Hedge Fund 2017 Results Hold Promise for a Better 2018

It is not possible to allow 2017 to pass into history without acknowledging the achievements the hedge fund industry has made during the year. First, hedge funds made positive gains for investors in each month of 2017. Gains, year-to-date, stand at around 7.5 percent. Of course, December’s results are not final, but almost no one believes this month will be an exception, and month-to-date numbers support a positive outcome. Few will be surprised to see an annual aggregate gain of 8 percent or better. Second, industry assets under management have achieved new record levels of around $3.25 trillion. In short, 2017 has been the industry’s best year since 2013.

Closures vs. New Starts

While there are those in the industry who bemoan the fact that hedge fund closures outpaced starts through 2017, most regard the net loss of hedge fund firms as a positive. Market forces are at work, culling the under performing firms and rewarding those that meet or exceed investor expectations. The fact that investors are rewarding performing firms is evident, because despite the fact that closures outpaced starts in 2017, assets under management continued to increase. One can only conclude that failing firms were not a vote of no confidence in the hedge fund industry, but rather a vote of no confidence in nonperforming hedge fund firms. Further confirmation comes in a recent HFR report, which reports that 2016 saw 1057 hedge funds close compared to729 new starts. Through the first three quarters of 2017, we see 618 liquidations as compared to 545 start-ups. As hedge fund performance improved throughout 2017, the gap between liquidations and starts narrowed. Again, market forces at work!

Carried Interest

Surviving the Tax Cuts and Jobs Act, signed into law by President Trump, well ahead of his, self-imposed Christmas deadline is carried interest. Carried interest, also known as upside sharing or simply “carry” has been a critical component of hedge fund compensation for many, many years. The subject is not an entirely straightforward one, but fortunately, it is beautifully explained in the 2018 Hedge Fund Compensation Report, which is available now.

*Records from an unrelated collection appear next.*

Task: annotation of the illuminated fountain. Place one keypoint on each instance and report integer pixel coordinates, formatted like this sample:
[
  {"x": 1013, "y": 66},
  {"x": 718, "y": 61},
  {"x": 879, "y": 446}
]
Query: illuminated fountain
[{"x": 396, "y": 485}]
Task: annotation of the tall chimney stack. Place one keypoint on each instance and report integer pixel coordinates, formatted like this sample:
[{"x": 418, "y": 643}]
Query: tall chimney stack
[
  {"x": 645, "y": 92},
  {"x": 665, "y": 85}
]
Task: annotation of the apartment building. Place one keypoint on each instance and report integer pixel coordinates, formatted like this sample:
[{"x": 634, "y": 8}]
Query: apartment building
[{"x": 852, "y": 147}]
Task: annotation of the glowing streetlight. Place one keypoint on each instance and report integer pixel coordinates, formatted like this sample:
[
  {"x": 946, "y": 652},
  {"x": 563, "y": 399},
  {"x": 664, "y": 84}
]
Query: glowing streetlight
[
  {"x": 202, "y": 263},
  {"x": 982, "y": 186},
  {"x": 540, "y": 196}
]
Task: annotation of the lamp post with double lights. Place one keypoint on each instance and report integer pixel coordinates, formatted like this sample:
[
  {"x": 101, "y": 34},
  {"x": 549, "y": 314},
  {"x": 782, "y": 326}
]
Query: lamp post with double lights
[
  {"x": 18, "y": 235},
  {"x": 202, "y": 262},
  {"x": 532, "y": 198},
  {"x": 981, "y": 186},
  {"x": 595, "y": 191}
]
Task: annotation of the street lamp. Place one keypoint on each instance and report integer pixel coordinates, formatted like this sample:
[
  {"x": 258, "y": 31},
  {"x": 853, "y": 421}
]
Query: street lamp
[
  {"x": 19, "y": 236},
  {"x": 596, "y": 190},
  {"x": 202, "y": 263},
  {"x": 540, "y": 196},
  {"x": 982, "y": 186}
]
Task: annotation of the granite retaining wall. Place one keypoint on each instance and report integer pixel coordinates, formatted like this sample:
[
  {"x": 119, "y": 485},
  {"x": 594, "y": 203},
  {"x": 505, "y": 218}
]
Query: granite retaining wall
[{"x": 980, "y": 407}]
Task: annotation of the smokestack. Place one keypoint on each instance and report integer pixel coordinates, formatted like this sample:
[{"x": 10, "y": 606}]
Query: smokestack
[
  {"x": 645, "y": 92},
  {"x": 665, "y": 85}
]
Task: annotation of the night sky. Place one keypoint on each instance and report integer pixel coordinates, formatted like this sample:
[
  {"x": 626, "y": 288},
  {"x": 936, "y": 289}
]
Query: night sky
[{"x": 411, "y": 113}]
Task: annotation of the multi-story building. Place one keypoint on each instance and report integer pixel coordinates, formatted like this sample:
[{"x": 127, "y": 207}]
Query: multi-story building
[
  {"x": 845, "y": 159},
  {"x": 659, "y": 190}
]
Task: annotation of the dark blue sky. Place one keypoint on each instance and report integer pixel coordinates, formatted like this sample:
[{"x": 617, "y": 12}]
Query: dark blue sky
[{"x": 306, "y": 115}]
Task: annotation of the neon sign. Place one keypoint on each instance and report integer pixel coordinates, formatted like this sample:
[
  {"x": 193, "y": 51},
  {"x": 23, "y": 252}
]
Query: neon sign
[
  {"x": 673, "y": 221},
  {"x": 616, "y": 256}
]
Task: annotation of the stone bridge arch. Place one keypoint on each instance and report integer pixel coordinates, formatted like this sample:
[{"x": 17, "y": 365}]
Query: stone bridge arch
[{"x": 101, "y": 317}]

The hedge fund and private equity industries have likely not heard the last of carried interest. Trump promised to do away with this “loophole” and his critics are already raging at the fact it persists in the current bill.

What About Hedge Fund Jobs?

Regardless of one’s political views, the Tax Cuts and Jobs Act is nothing, if not a catalyst for business investment. Hedge funds, having found their footing in this bull market, are likely to continue to improve their levels of performance. At the same time, investors will have more money to invest. Many will no doubt choose hedge funds, given the performance improvements the industry has demonstrated thus far in 2017.

Higher levels of investment, growth in assets under management and the general business optimism the passage of this bill has engendered, will nurture a very positive climate for hedge fund jobs. If the industry stays on point, 2018 will be an even better year than we see in 2017.